Figure 2: Diagram illustrating how HNC transforms the MCTS structure by merging two consecutive nodes into one.
HNC introduces controlled noise by randomly removing or merging consecutive nodes, enhancing the robustness of MCTS-based scoring. By consolidating nodes, HNC redistributes weights among the remaining nodes, improving the resilience of the scoring mechanism and diversifying the generated reasoning data.
Experimental Results and Analysis
The paper presents empirical results on the PRM800K dataset, demonstrating that HRM, in conjunction with HNC, achieves superior stability and reliability compared to PRM. Specifically, HRM's accuracy stabilizes at 80% as the number of reasoning trajectories (N) increases, while PRM and ORM exhibit significant performance fluctuations.
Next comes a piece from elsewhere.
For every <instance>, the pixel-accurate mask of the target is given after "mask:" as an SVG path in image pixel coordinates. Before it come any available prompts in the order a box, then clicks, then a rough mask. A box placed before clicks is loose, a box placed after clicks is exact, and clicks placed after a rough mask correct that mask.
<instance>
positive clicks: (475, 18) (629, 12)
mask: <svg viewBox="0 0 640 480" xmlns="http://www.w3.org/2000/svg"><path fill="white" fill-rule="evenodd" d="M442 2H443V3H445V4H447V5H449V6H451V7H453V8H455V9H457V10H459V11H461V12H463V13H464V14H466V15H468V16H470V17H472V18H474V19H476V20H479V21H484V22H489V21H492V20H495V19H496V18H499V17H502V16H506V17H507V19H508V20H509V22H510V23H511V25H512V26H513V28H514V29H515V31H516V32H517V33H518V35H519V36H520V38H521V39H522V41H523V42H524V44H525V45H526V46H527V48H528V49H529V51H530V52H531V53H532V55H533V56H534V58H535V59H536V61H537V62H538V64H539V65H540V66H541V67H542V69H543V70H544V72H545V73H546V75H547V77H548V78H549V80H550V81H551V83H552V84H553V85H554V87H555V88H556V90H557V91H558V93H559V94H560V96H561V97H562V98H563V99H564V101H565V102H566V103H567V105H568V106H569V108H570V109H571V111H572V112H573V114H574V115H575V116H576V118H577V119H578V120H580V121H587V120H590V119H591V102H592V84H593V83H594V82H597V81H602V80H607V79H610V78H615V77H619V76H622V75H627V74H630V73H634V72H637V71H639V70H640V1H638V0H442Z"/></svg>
The experiments also evaluate the generalization of HRM trained on PRM800K using auto-labeled reasoning processes from MCTS and HNC, showing that HRM achieves superior reasoning consistency and generalizes effectively across GSM8K and MATH500 datasets.
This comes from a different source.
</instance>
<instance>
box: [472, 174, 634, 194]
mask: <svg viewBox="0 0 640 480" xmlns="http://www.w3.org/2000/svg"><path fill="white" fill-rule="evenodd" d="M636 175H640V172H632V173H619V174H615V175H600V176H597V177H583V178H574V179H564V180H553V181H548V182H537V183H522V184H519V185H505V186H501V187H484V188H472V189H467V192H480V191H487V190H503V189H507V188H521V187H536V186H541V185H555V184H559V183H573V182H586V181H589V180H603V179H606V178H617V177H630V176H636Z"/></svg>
Figure 3: An alternative illustration of Hierarchical Node Compression, emphasizing the transformation of the MCTS structure.
Self-Training with KL Divergence Regularization
The paper employs a self-training approach to filter high-quality reasoning data from MCTS, using either MC-Score or HRM to assign scores. To mitigate reward hacking, a high-quality data filter based on MC-Score is applied. The objective function combines causal language modeling loss with KL divergence regularization, using a weighting factor (λ) to balance task-specific adaptation and retention of general capabilities. The paper notes that without proper KL regularization, the KL divergence can grow unbounded, necessitating the logarithmic scaling of the KL term to stabilize the loss landscape.
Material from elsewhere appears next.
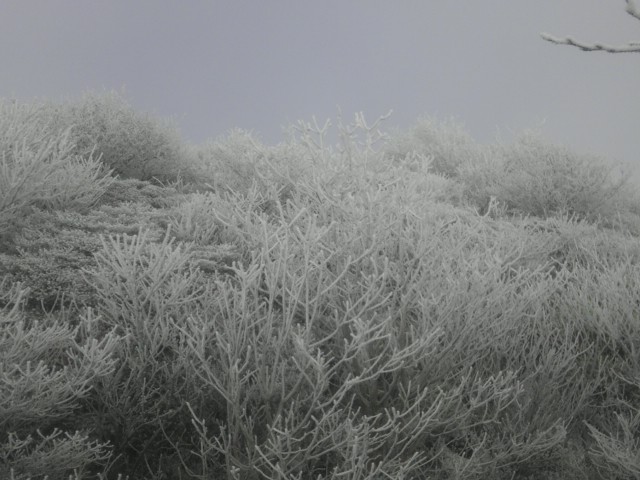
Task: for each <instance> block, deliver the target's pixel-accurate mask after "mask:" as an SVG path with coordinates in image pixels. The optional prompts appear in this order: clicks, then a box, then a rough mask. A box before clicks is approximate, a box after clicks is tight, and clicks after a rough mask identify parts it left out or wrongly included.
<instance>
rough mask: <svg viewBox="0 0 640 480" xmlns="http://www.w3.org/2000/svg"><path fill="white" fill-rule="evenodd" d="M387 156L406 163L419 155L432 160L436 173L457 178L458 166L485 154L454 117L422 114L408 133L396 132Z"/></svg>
mask: <svg viewBox="0 0 640 480" xmlns="http://www.w3.org/2000/svg"><path fill="white" fill-rule="evenodd" d="M384 152H385V156H386V157H388V158H389V159H391V160H393V161H394V162H401V163H402V162H403V161H405V159H406V158H407V157H409V158H410V157H411V155H415V154H419V155H421V156H423V157H424V158H429V159H430V169H431V171H432V172H433V173H436V174H438V175H443V176H445V177H449V178H451V177H457V176H458V167H459V166H460V165H463V164H465V163H468V162H475V161H477V159H478V158H480V157H481V156H482V151H481V147H480V146H479V145H478V144H477V143H476V142H475V141H474V140H473V139H472V138H471V136H470V135H469V134H468V133H467V132H466V131H465V130H464V128H463V127H462V126H461V125H459V124H458V123H456V122H454V121H453V120H448V121H437V120H435V119H434V118H429V117H423V118H420V119H419V120H418V122H417V123H416V125H415V126H414V127H412V128H411V129H410V130H409V131H408V132H407V133H401V134H396V135H395V136H393V137H391V138H390V139H389V144H388V146H386V147H385V149H384Z"/></svg>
Figure 4: Visualization of loss dynamics during training with different KL loss weightings, showing the impact on KL loss and causal language modeling loss.
Implications and Future Directions
The HRM framework offers a more robust and reliable approach to reward modeling in LLMs, addressing the limitations of PRM and ORM. The introduction of HNC further enhances the efficiency and diversity of MCTS-based data augmentation, reducing the reliance on expensive human annotations. The empirical results demonstrate the effectiveness of HRM in improving reasoning consistency and generalization across different domains. Future research could explore the application of HRM in more complex reasoning tasks and investigate alternative data augmentation strategies to further enhance the robustness and efficiency of reward model training.
Conclusion
The paper makes significant contributions to the field of LLM reasoning by introducing HRM and HNC. These methods enhance the robustness, reliability, and generalization capabilities of LLMs in reasoning-intensive tasks. The combination of hierarchical reward modeling and efficient data augmentation offers a promising direction for future research in this area.